February 1, 2017

# Government in the Diamond model

Let’s introduce a government in the Diamond OLG model. We consider a government that finance its expense with

• lump-sum tax

We only modify the household behavior.

# Household

Young individuals, who are born without financial wealth, supply unit labor and earn wage. They divide their income between consumption, saving, and tax. When they become old, they simply consume what you can buy with the saving and the interest they will have earned.

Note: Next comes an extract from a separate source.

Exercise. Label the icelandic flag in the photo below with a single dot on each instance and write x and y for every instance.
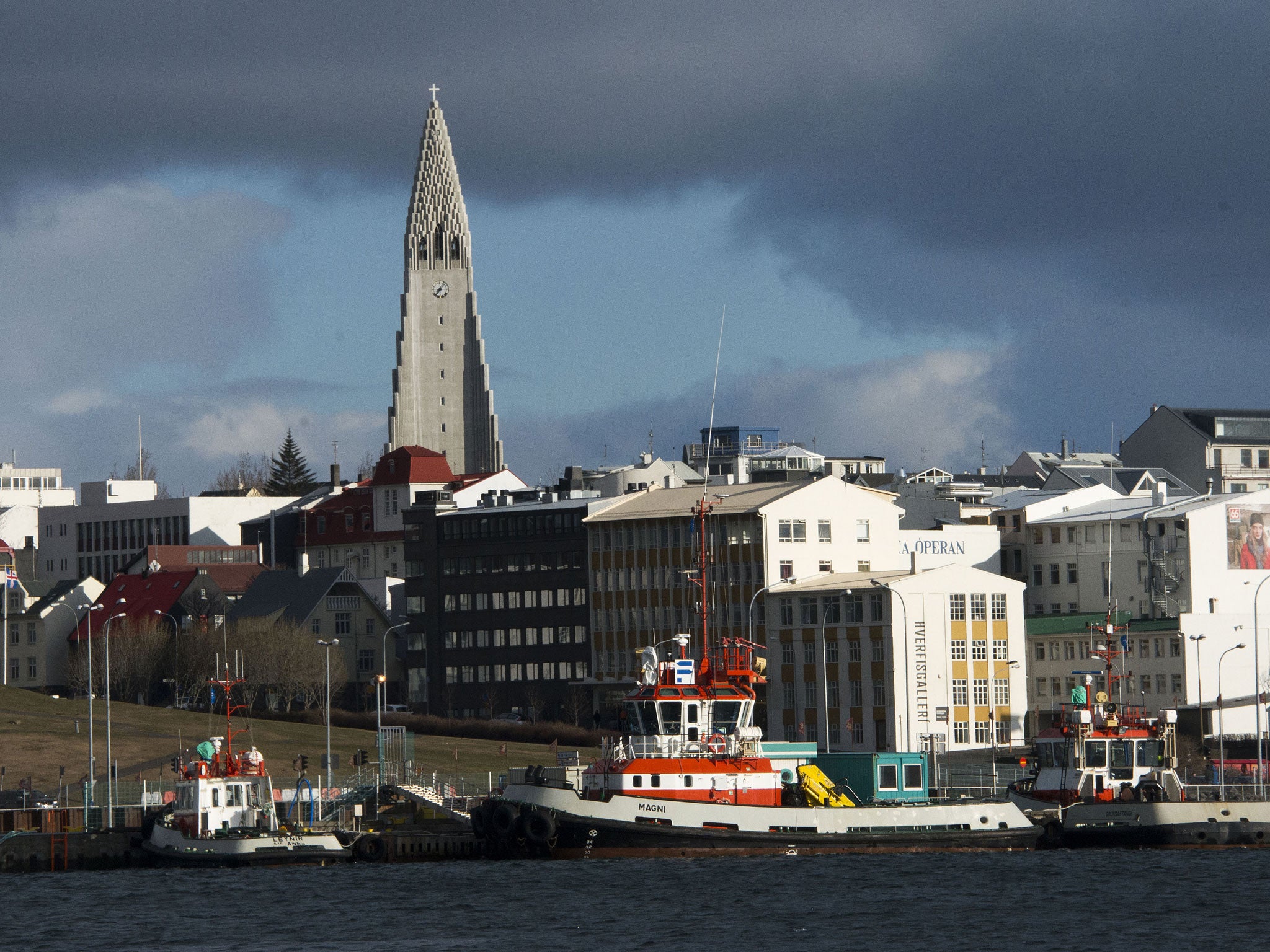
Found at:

Note the difference in notations from the textbook.

• Let $$c_{t}^{Y}$$ be the consumption of the representative consumer in generation $$t$$ when they are young, (per capita consumption)
• $$G_t$$ be the lump-sum tax levied on the young (per-capita basis, not per-effective labor basis)
• $$c_{t+1}^{O}$$ be the consumption of the representative consumer in generation $$t$$ when they are old.

# Household optimization

\begin{aligned} &\max_{c_{t}^{Y},c_{t+1}^{O},s_{t}} \frac{\left(c_{t}^{Y}\right)^{1-\theta}}{1-\theta} + \frac{1}{1+\rho}\frac{\left(c_{t+1}^{O}\right)^{1-\theta}}{1-\theta}\\ &\text{subject to }\\ &\qquad c_{t}^{Y}+s_{t}+G_t=w_{t},\\ &\qquad c_{t+1}^{O}=(1+r_{t+1})s_{t}. \end{aligned}

# Solution

Assume

$\theta = 1, \quad \text{and} \quad F(K, AL) = K^\alpha (AL)^{1-\alpha}$

According to the textbook, the equilibrium dynamics is given by

$\hat{k}_{t+1}=\frac{1}{(1+g)(1+n)(2+\rho)} \left[(1-\alpha) \hat{k}_{t}^{\alpha} - \hat G_t\right],$

where $$\hat G_t = G_t / A_t$$. How do you get this?

# Implication

Unlike the Ramsey model, anticipation about future stream of the government purchases does not affect the individual behavior.

This is due to an individual’s consumption in their old age is solely determined by the tax in the period when they are young.